Ah sevgili kardeşim, ben seni anlamaz mıyım?
Gözümüzü açtığımız günden itibaren, gerçek dünyada her gün yalanlanan bilgilerle donanmadık mı? Hani; insanlığın büyük göçle Orta Asyadan dünyaya yayıldığı, Kızılderililerin bile Türk olduğu, Almanya savaşı kaybettiği için Osmanlının hükmen yenik sayıldığı, Kürt diye bir halkın olmadığı, Ermenilerin toplu şekilde intihar ettiği.
Ah sevgili kardeşim, ben seni anlamaz mıyım?
Yurtseverlerimiz aynı zindanlarda işkence görmedi mi? Yaşımız büyütülüp on yedisinde asılmadık mı? Özgürlük, emek, sol ve daha bir yığın kavram sakıncalı diye belletilmedi mi bize? Korkudan kitaplarımızı yakmadık mı? Şairlerimiz, yazarlarımız, sanatçılarımız cezaevlerinde, sürgünlerde ölmedi mi? Dostlarımıza düşman, düşmanlarımıza dost edilmedik mi? Köylüyü cahil, dindarı yobaz, Kürtü hain, Ermeniyi piç, Yunanı kahpe, Almanı orospu, Museviyi tefeci diye öğretmediler mi?
Ah sevgili kardeşim, ben seni anlamaz mıyım?
Devlet dairesinden bugün git yarın gel diye, karakoldan dayak yiyerek gönderilmedik mi? Bankalarımızdan 50 milyar dolar çalınıp, vergi olarak bize ödettirilmedi mi? Bu ülkede her şey nüfusun yüzde 20si iyi yaşasın diye düzenlenmedi mi? Kitap yazanlar 20 yıl cezaevinde yatarken, bizim emeğimizi çalan ihale düzenbazları, banka hortumcuları, hayali ihracatçılar serbest bırakılmadı mı?
Ah sevgili kardeşim, ben seni anlamaz mıyım?
Yükün ağır. Doğru bildiğin her şey tuzla buz oluyor ellerinde. Yokluğuna inandığın, varlığından bihaber yaşadığın her şey, hayaletler gibi sağında solunda peyda oluyor birer birer. Dahlinin olmadığı katliamların kanı sıçrıyor üzerine, kör zindanlarda işkence görenlerin çığlıkları dolduruyor dört bir yanını. Ve üzerine kan sıçratan katiller, korkularını besliyorlar günbegün. Örtüleri sıyrılmış yalanlarını görmemen için, yeni yalanlar boca ediyorlar üstüne.

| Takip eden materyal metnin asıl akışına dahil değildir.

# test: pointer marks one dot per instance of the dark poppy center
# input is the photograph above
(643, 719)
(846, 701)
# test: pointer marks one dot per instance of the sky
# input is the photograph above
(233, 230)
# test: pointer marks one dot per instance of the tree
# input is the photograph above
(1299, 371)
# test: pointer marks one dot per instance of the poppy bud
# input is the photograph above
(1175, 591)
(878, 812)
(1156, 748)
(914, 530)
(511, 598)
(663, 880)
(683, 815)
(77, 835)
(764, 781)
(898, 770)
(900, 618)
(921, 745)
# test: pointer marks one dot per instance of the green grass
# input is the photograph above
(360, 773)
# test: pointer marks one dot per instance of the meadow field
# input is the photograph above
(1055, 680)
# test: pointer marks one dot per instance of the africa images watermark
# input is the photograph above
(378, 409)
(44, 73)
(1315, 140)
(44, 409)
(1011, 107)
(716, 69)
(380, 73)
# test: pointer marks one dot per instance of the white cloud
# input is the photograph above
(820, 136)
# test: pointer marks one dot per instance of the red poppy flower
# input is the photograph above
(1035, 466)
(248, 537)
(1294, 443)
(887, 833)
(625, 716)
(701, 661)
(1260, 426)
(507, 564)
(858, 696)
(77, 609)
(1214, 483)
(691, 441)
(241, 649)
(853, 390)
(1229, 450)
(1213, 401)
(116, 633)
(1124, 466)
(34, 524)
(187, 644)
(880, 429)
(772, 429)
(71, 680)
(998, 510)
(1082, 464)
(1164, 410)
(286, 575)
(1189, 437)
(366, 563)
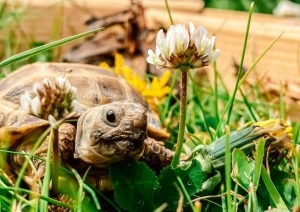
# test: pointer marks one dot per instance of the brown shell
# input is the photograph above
(95, 86)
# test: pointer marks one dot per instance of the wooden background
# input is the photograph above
(281, 63)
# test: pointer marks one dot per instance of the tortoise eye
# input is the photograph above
(110, 116)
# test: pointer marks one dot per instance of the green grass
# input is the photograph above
(256, 189)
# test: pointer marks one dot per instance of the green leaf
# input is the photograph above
(191, 176)
(274, 194)
(242, 169)
(134, 184)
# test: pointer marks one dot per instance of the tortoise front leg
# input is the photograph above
(66, 144)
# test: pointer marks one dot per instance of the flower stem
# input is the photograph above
(182, 118)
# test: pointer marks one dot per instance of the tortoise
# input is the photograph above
(113, 121)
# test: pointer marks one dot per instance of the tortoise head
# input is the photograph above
(110, 133)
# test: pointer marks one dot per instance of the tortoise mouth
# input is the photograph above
(103, 152)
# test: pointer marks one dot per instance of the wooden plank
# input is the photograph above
(281, 62)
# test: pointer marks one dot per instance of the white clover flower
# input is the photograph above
(183, 48)
(57, 100)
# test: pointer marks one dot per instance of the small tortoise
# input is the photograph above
(112, 120)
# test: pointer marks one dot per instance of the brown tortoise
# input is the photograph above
(112, 120)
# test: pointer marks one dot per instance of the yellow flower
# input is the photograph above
(154, 91)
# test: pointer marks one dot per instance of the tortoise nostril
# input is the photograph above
(110, 116)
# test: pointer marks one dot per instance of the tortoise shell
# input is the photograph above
(95, 86)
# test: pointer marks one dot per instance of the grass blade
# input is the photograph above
(45, 47)
(274, 194)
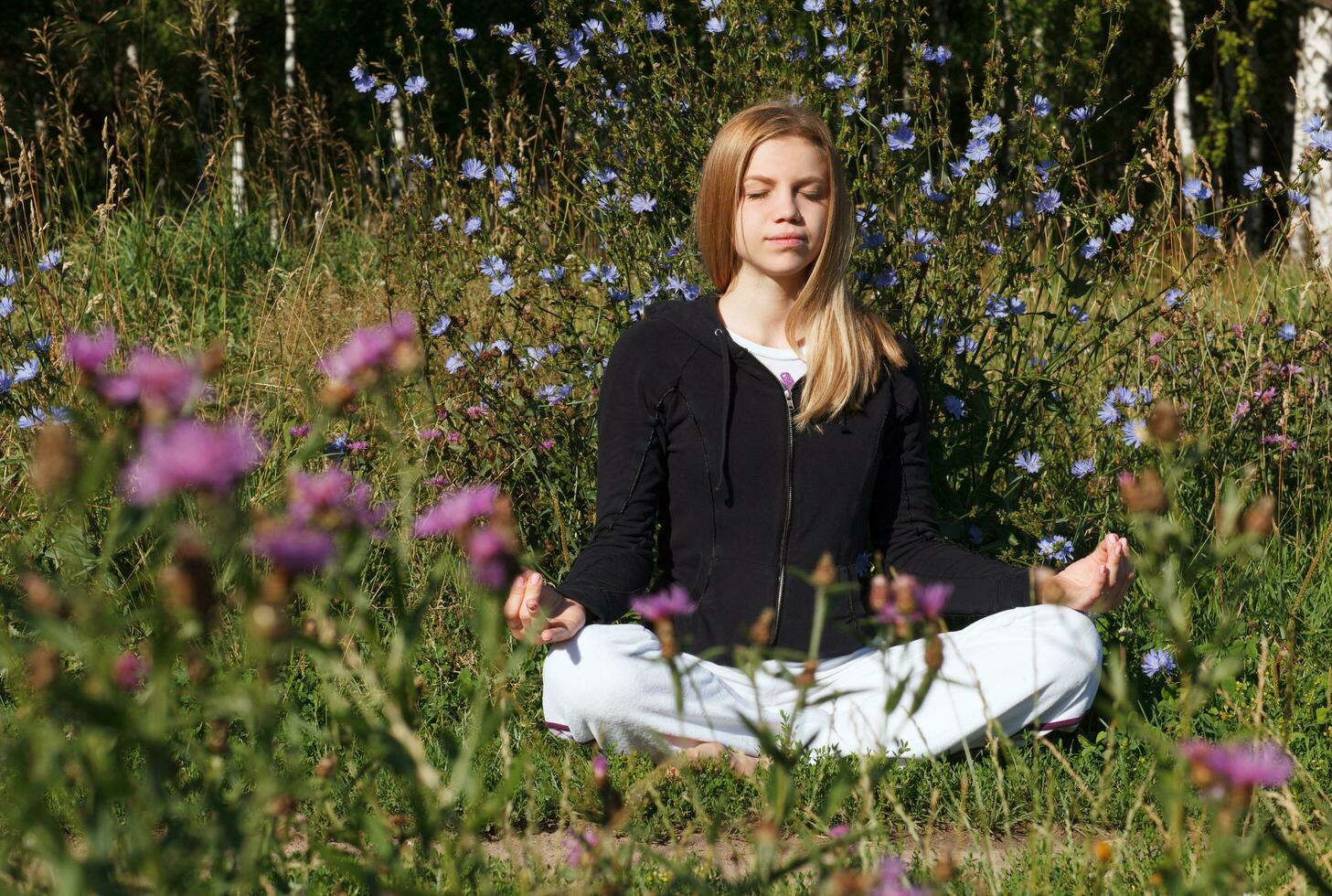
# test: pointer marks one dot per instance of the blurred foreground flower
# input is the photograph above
(191, 454)
(1157, 662)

Ah sevgili kardeşim, ben seni anlıyorum da, sen de biraz çabalasan, anlamak için.
Sana devlette rüşvet yok desem, inanmazsın. Sana devlette torpil yok desem, inanmazsın. Yani devletin hepimize her fırsatta yalan söylediğini kesin bir inançla bilirsin. Ama aynı devletin sana Kürtlerle ilgili, Ermenilerle ilgili, tarihle ilgili söylediği her şeye istisnasız inanırsın. Bu sana garip gelmiyor mu?

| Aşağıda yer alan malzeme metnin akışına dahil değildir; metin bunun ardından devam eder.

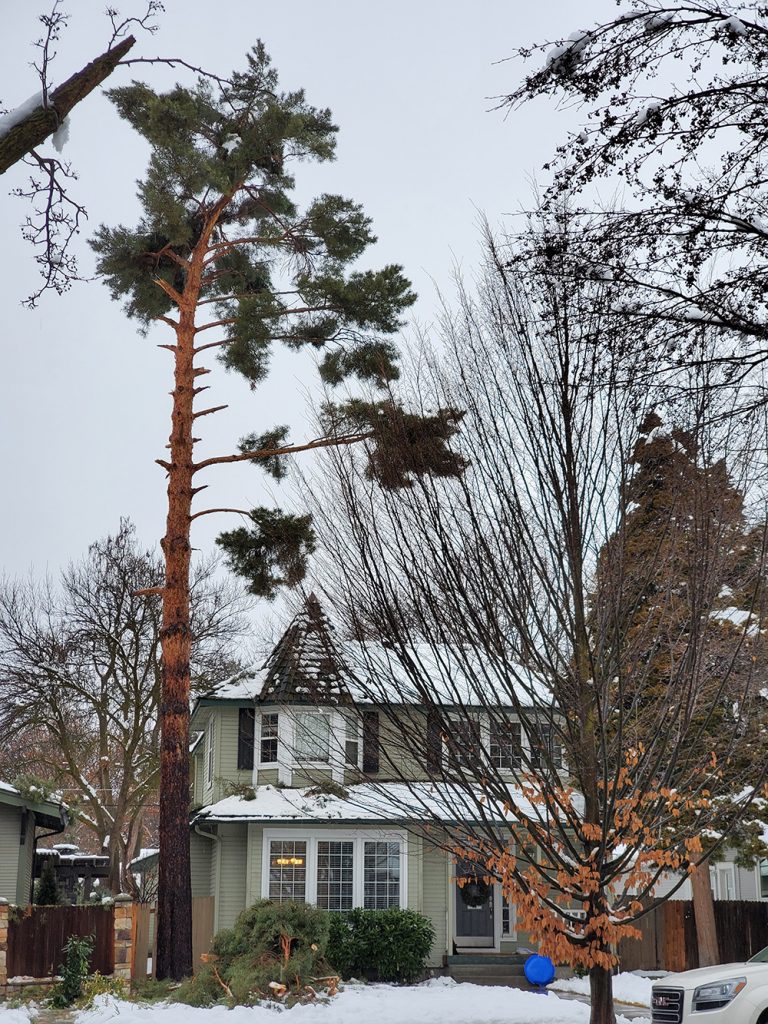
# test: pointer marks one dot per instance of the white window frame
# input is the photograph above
(312, 713)
(358, 839)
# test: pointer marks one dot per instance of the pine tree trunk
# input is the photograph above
(601, 996)
(174, 888)
(704, 911)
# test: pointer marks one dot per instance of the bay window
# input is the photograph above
(336, 870)
(288, 870)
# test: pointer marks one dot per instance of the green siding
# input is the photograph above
(434, 896)
(255, 853)
(226, 752)
(26, 860)
(201, 853)
(232, 855)
(9, 853)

Şimdilerde 24 saat Kürt sorunu konuşulurken, 10 yıl öncesine kadar, Kürt yok denmesi hiçbir soru işareti yaratmıyor mu sende?

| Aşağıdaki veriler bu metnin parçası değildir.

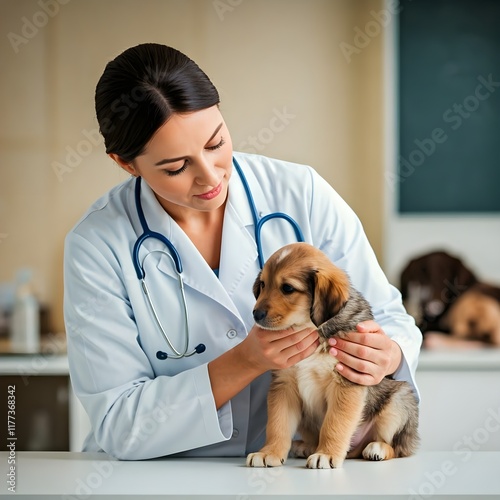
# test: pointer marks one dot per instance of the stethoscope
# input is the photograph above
(176, 259)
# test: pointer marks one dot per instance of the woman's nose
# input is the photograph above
(207, 174)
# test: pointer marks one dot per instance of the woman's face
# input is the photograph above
(187, 163)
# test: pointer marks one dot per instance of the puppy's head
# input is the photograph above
(298, 285)
(475, 316)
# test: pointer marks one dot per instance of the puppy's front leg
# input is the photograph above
(344, 410)
(283, 407)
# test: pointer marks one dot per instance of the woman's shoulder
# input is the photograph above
(266, 164)
(267, 170)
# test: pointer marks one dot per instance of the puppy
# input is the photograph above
(475, 315)
(299, 286)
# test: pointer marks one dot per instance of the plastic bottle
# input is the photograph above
(25, 332)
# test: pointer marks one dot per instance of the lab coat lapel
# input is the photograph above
(196, 272)
(239, 250)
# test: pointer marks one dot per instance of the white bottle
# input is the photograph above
(25, 326)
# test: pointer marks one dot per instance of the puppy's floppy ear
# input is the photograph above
(256, 285)
(330, 293)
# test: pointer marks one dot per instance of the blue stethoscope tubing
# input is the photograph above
(176, 259)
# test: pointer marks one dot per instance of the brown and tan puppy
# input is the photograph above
(336, 418)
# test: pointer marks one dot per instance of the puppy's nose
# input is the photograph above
(259, 314)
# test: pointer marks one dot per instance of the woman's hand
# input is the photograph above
(278, 349)
(367, 355)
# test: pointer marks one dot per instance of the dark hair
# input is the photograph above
(140, 90)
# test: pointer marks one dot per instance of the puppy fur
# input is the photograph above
(336, 418)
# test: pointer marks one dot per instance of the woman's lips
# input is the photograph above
(210, 194)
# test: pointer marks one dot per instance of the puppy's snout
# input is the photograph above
(259, 314)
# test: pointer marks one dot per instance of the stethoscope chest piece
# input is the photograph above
(259, 221)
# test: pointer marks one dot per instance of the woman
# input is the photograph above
(159, 115)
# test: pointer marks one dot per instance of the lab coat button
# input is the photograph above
(231, 334)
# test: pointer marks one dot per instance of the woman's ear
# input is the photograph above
(127, 166)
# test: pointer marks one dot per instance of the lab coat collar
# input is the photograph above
(238, 250)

Bulgaristanda, Kıbrısta Türklerin kimlikleri için mücadelelerini haklı buluyorsun da, 20 milyon Kürtün kimliğini neden bu kadar önemsiz görüyorsun?
Benim çocuğum kendi anadilini öğrendiğinde, Trakyadaki ayçiçeği hasadı mı azalacak? Alevi Cemevinde ibadetini yaptığında, Manisadaki üzüm bağları daha mı az meyve verecek?
Bir ülkede eşit olmak, o ülkenin maddi ve manevi bütün imkanlarından eşit şekilde yararlanmak değil midir?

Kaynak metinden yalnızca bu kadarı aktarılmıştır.